While Lerman chipped away at labyrinthine Hollywood bureaucracy, his career as an unwitting thirst object found new life in TikTok fan-cams. “I don’t really know Tumblr that well,” he tells me innocently, but these days he’s “aware of what I’m tagged in.” In other words, “I look at shit.” In 2020, he moved to L.A. with his girlfriend, Analuisa Corrigan, an artist whom he’d been seeing for seven months at the time. With all in-person filming off the table, he finally stopped dyeing his hair, prompting a spike in Twitter attention. It was welcome news for anyone who had been infatuated with the cute boy from Perks, who was now peacefully dating a ceramicist and confidently going gray at 28.
As far as internet boyfriends go, there is an element of restraint to Lerman’s general presence in the public eye. That’s why it’s such a delight to see him pop up every so often in a seemingly random cultural moment, like nerding out about the fight choreography at the premiere of Bullet Train, the summer himbofest that featured Lerman in a small role, or dancing to Kelis’s “Milkshake” to promote the second season of Hunters, slipping around in socks and a sweat suit with some Jon & Vinny’s takeout lingering in the background. It’s hard to explain what exactly is swoon-worthy about a nice-looking dude dancing in his kitchen, but the context Lerman offers for the video is appropriately innocuous: “I was just dancing to the song in my kitchen with my girlfriend, and she was just filming,” he says, shrugging. “I don’t wanna just post the trailer. That’s so boring!”

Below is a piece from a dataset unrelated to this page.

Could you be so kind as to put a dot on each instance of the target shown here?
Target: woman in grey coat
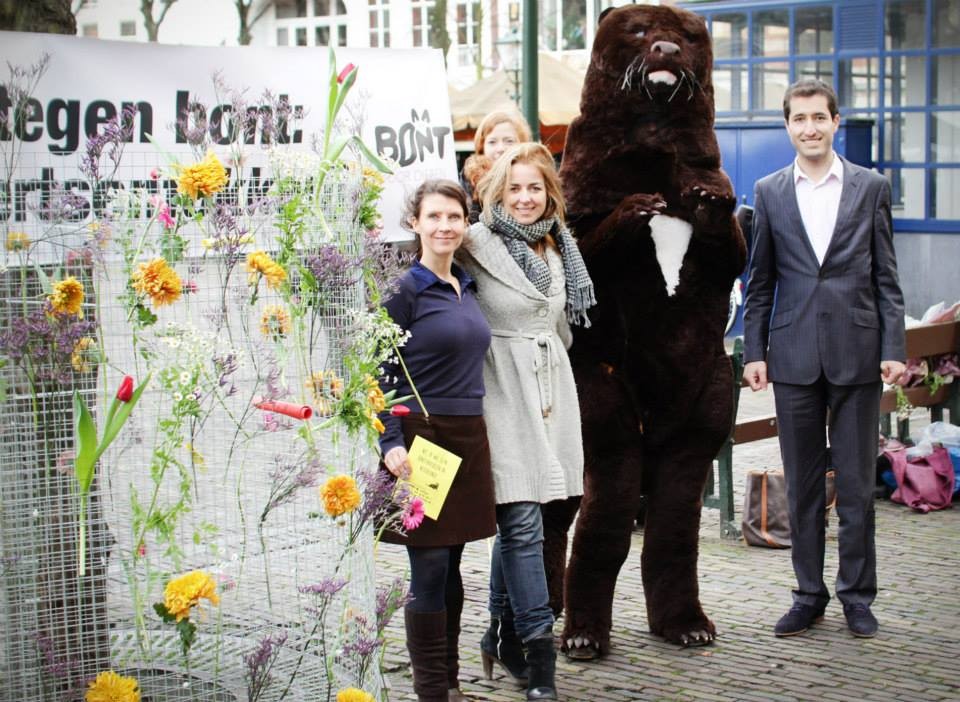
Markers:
(531, 285)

Hunters is a somewhat alternate history that departs further from reality in its second season, which revolves around the theory that Hitler and his wife, Eva Braun, were alive and well in Argentina as late as 1979, plotting the Fourth Reich. If there are any grand ideological messages to be taken from the show, Lerman says, it’s the fact that it gives visibly Jewish characters big over-the-top action sequences — not something you typically see onscreen. “I take pride in the sense that we’re doing something on the scale of Mission: Impossible with Jews in the lead,” he says. Lerman, who was raised Jewish but has considered himself an atheist since he was 9, doesn’t actively seek out Jewish roles in his career but admits they do have a tendency to come his way. When I ask if his own beliefs influence his approach to these roles, he leans back and speaks hesitantly. “I don’t share the genuine faith that those characters have,” he says. “But I understand it and believe it in the moment.”
Now that Hunters is out, Lerman will head back to Bucharest, where he’s filming a series adaptation of We Were the Lucky Ones, a novel about a Jewish family separated during World War II. Alas, the role requires his hair to stay dark until at least June. Beyond that, he has his eyes on slightly lighter fare: his first real rom-com role, in which he’ll play one member of an ill-fated threesome with Bridgerton star Phoebe Dynevor. He’s cautiously excited but quick to remind me that “everything’s kind of up in the air until you’re there.” Like the project’s titular ménage à trois, its existence depends on a lot of moving parts that may or may not fall into place.
Before we part ways, Lerman offers a hug good-bye. Breakfast, he tells me, is on Amazon today. Looks like the industry does have its perks.